Do your parents not understand technology? Do they ask you stupid questions? Do they send you absurd text messages? Do they use words like "MyFace," "SpaceBook," or "The World Wide Web?"
If you've got an example of your Parents Just Don't Understanding, submit it here!
And thank God we'll never be as dumb as they are!
My boyfriend's mother isn't the brightest when it comes to cell phone use. Once my boyfriend called her (she actually had her phone on!) when she and her husband were at a restaurant. After the call was over she told her husband that it sure was smart of him to know to call her at the restaurant.

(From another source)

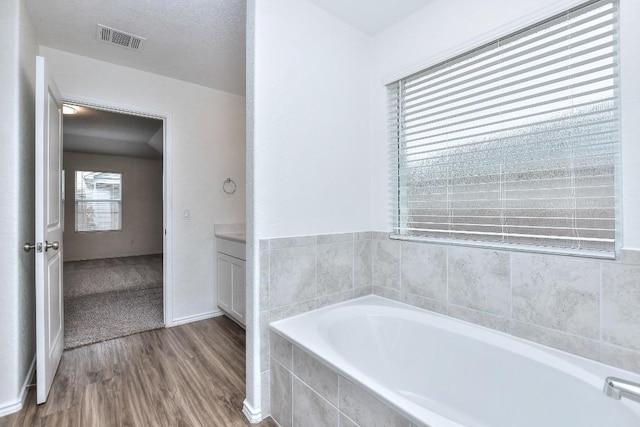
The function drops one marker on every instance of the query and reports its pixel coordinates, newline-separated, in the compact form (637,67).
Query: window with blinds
(514,143)
(98,201)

I posted a link on my mother's wall that I thought she'd be interested in. She replied to the email notification from Facebook with the same link I posted on her wall in the body of the email.
My mom tried to convince me today that Ryan Seacrest's name is actually "Rhine" Seacrest. She claims that she saw someone write it that way on the internet, so it must be true.
My aunt deliberately spelled her name wrong in her e-mail-address, so that "hackers and criminals can't find her account."
My Dad sends error reports to Microsoft.
My mother constantly asks me if i've updated my website (my Facebook profile), if I got her emails (private messages), and her text messages (facebook chat messages). I just say yes to everything.
Madeline L. from BU
I had downloaded several CDs of my wife's grandma's favorite artist. Grandma, by the way, pays for the yearly fee of Sirius and leaves it on the country station because she is afraid she won't find it again. I had the wife call and ask if her new expensive car was able to play mp3s so I could put all the songs on one disc to avoid confusion. My wife asks her and she says, "I don't know. How can I tell? Will the car look different? Will it have a bubble on it?"
I got married December 2010 and I realized I forgot the CD with the music on it in my hotel room. I asked my Mom if I could use her cellphone to call my father so he could pick up the CD on his way to the ceremony. In front of 4 of my friends she explained that with her phone "you need to flip it open, dial the number, and press the green button when you want it to dial." Thanks Mom!
My mom is anxious not to write an e-mail longer than the space in the "white rectangle" is sufficient for, as she's afraid that otherwise it will turn into "an attachment" and she doesn't know how to handle that.
another bloke from Dartmouth College
My mom recently received a forwarded email about a "giant man eating catfish" with pictures and all. She promptly forwarded it to all her friends. When I commented that the supposed "catfish" looked a lot like a whale shark, she immediately began typing a "retraction" apologizing to her friends for giving them false information. She then spent thirty minutes ranting about how the government should arrest the creator of the email for spreading lies.
When I call home, I usually call my dad on his cell because we have the same service provider. When I ask to speak to mom, he tells my mom I'm on the phone. She then picks up the land line, says "hello" a few times, and when she hears the dial tone, she exclaims, "He hung up on me!" and gets pissed and slams the phone down. My dad just sits there and laughs. This has happened multiple times.
This week's award for Dude, You Should Really Call Your Grandma Sometime. She Won't Be Around Forever, You Know, goes to: I get a call about once a week from my grandma asking me if I just called. When I answer "no," she replies, "Well someone just called me and I don't know who it was." This is from her cell phone, which, of course, has caller ID.